I'm in NYC, and am convinced my family had it in February. This leads me to
also wonder if it wasn't rampaging its way through NYC for months before we
had a confirmed case. My wife went to urgent care in tears because of
breathing problems, a fever, etc. All we know was it was not the flu or strep
and she eventually recovered. The rest of our family had at least mild
symptoms, and given how infectious it is - how would we not have gotten it
given we did no distancing whatsoever.

The thing I am trying to wrap my mind around, is that if it was so prevalent
before we knew about it - how did we not notices so many people dropping dead,
etc? I have two thoughts that I would love to explore more.
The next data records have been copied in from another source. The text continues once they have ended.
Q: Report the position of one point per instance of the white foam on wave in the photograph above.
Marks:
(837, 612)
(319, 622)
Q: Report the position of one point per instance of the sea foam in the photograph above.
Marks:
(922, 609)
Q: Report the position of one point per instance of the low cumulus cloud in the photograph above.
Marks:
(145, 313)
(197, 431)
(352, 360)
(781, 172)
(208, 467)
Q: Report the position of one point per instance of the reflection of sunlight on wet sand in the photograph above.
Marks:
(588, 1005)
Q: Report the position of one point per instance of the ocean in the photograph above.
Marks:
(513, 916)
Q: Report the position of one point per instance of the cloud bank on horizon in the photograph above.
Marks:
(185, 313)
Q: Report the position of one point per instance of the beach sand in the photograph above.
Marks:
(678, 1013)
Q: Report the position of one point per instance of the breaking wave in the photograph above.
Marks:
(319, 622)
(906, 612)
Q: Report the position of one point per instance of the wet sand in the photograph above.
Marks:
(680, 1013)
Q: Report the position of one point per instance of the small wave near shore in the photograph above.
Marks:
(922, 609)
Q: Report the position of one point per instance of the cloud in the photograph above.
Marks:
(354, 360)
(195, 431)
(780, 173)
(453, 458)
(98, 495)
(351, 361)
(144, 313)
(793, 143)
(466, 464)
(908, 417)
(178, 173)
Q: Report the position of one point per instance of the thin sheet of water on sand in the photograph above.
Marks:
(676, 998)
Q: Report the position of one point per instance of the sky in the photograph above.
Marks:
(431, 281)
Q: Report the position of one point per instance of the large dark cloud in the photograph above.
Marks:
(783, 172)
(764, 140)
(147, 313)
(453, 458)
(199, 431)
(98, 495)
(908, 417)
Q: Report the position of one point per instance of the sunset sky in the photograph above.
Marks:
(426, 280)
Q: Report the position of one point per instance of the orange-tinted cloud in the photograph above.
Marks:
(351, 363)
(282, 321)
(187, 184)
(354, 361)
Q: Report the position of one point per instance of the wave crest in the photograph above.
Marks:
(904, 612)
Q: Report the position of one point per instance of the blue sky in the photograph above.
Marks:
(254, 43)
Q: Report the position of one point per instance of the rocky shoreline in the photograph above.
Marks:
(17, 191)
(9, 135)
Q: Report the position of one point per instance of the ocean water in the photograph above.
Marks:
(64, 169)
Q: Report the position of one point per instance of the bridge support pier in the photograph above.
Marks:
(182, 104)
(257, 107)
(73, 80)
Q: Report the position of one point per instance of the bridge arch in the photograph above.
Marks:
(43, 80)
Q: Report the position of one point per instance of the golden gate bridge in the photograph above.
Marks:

1\. We know about the placebo effect. Why would there not be a reverse placebo
effect for this virus? If my wife had been seeing non stop covid news in
February about how scary this disease is, why would she not start panicking,
having more breathing problems, worse symptoms, and maybe even take a turn for
the worse? If giving a sugar pill to someone and calling it medicine can
improve outcomes - surely watching dire cable news about how people with your
symptoms are dying left and right could do the opposite.

2\. Maybe those of us who got it early were lucky, because they just weren't
exposed over and over like people who finally got it in March/April.

If either or both of these things were true, then it could explain why/how the
fatality rate rose dramatically in March/April, which would explain better how
this could fly under the radar for so long, but be so prevalent.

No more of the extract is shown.